June 30, 2010|By Robert Selna, Chronicle Staff Writer
  • original loan
    Credit: George Russell / The Chronicle

Conventional wisdom among California homeowners has been that if they go through foreclosure, they will lose their homes, yet be freed from the remaining debt on the mortgage. But that silver lining, distressed borrowers are learning, applies only if they did not previously refinance their loan.

The state Legislature created laws during the Great Depression intended to allow people who lost their homes to get back on their feet. They protected borrowers from being pursued for the difference between what they owed on their mortgage and the decreased value of their former home. But, at a time when refinancing was less common, those laws did not include loans that refinanced the original purchase mortgage - even if it was done only to obtain a lower interest rate.

Now, proposed legislation would extend protections to those foreclosed owners who refinanced their loans. The state Senate approved the new law in June and it was passed by a state Assembly committee Tuesday, but its future is unknown.

State bankers' groups are trying to alter the bill, which was sponsored by the California Association of Realtors, before its final vote this summer. The bankers do not want changes to apply to existing loans, but rather only to future mortgages.

We do not wish for the California Legislature to go in and amend contracts," said Rodney Brown, chief executive of the California Bankers Association. "The banking industry is very supportive of extending these kind of protections, but the idea of breaking a contract between the borrower and the lender is not really consistent with contract law in the U.S. or the way to do business."

The gap between what is owed on a mortgage and the value of a home is known as a deficiency.

As it stands, homeowners who only have an original purchase loan can walk away from their debt obligation and not worry about bill collectors. Their credit might suffer, but their future earnings will not be threatened by debts from their current crisis.

Not so strategic

That has led some owners to pursue so-called strategic defaults, where they have the means to continue paying their mortgage, but choose not to.

In contrast, an owner who refinanced the original loan - whether a strategic defaulter or someone who lost his job and could not pay the monthly mortgage - could be chased down for debts almost indefinitely.

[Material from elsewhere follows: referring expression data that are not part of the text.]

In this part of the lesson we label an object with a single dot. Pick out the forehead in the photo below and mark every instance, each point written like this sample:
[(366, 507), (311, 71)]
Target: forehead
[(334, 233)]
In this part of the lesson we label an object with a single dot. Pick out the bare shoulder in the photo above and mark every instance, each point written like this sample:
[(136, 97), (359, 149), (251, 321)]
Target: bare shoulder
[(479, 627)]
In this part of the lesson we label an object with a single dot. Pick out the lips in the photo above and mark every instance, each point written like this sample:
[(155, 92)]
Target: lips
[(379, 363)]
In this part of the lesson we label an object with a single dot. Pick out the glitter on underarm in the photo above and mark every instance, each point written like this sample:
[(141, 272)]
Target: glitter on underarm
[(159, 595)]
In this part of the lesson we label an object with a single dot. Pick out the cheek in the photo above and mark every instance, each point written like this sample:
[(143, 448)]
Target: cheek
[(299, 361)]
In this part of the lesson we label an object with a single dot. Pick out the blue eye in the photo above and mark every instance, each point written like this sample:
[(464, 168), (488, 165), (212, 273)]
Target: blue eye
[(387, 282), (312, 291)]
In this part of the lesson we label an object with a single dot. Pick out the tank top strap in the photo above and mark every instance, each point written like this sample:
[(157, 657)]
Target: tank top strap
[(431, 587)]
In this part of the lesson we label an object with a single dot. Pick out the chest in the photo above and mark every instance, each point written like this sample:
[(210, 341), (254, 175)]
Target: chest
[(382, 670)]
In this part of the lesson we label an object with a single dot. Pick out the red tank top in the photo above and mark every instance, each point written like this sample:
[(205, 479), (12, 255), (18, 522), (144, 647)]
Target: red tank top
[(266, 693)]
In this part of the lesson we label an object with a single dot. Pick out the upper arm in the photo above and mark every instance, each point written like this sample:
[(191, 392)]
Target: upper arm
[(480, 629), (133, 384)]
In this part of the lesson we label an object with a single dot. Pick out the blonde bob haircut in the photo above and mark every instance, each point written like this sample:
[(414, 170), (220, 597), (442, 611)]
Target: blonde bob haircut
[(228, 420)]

For homeowners in default, the concern is not academic. Real estate lawyers say they increasingly are getting calls from distressed owners who are trying to work with lenders. Many owners are discovering that even if they pursue a short sale - where the bank allows the home to be sold for less than what is owed on the mortgage and ostensibly forgives any remaining debt - they still could be on the hook for the unpaid balance at a later date.

"I'm seeing a significant increase in situations where the lender reserves the right to collect on any shortfalls," said Shannon Jones, a Danville real estate attorney who said she receives several calls a day from people concerned about their liabilities post-foreclosure. "I'm also seeing lenders turn over the outstanding loans to collection companies, who send letters demanding payment."

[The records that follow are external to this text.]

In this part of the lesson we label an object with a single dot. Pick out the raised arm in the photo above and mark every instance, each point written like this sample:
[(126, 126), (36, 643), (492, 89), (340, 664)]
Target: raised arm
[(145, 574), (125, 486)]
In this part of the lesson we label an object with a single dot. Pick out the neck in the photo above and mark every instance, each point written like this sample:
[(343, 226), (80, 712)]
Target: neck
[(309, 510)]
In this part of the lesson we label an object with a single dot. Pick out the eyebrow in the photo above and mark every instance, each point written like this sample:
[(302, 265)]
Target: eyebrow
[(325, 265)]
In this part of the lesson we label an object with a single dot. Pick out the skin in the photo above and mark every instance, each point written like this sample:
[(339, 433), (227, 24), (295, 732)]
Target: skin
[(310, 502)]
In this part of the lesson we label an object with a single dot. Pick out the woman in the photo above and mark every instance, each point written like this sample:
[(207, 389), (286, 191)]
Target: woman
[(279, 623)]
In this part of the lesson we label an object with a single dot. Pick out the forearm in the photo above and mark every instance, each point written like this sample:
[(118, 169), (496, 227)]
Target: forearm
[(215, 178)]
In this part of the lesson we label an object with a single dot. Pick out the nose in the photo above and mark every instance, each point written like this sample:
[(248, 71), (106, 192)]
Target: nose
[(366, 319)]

If the state legislation goes the way the bankers want it to, it could hamper former owners' ability to ever buy a house again and would violate fundamental principles of fairness, according to Alex Creel, senior vice president and chief lobbyist for the California Association of Realtors.

"Our thinking is why should refinancing the loan, and nothing more, result in a loss of protections that you had when you made the loan at the outset," Creel said. "But in California, you lose that protection, and it's not as if the lender tells you about it. But you lose it nonetheless."

Creel points out that the proposed legislation does not protect those who refinanced their loans to get cash, in the form of home equity lines of credit and other second loans. And it shields former homeowners only up to the amount of their original mortgage.

Raising the debt

If an owner obtained a mortgage of $400,000, but then boosted the loan to $500,000 by refinancing for cash, the law would allow him to be billed for the $100,000 difference, he said.

Creel noted that pursuing loan deficiency payments requires going to court and is cumbersome, and therefore not favored by banks. But that does not stop lenders from using the threat of court action as leverage in negotiations over the fate of a property verging on foreclosure.

"We've heard of lenders saying, we're not going to agree to a short sale unless you sign a contract to pay all or some of the deficiency," Creel said. "And it's not a hollow threat because currently, they are entitled to do it."

Creel said lenders have four to six years to obtain a judgment against a borrower, but the judgment is good for 10 years and can be extended another 10 years.

Paul Leonard, director of the California office for the Center for Responsible Lending in Oakland, said the law needs to be changed because there is no express reason for the distinction between those who refinance and those who don't, but the difference has enormous financial implications.

"We feel like it's a fairly arbitrary distinction that is applied to refinanced loans and purchase loans, and we believe that many people did not fully appreciate the potential danger," Leonard said.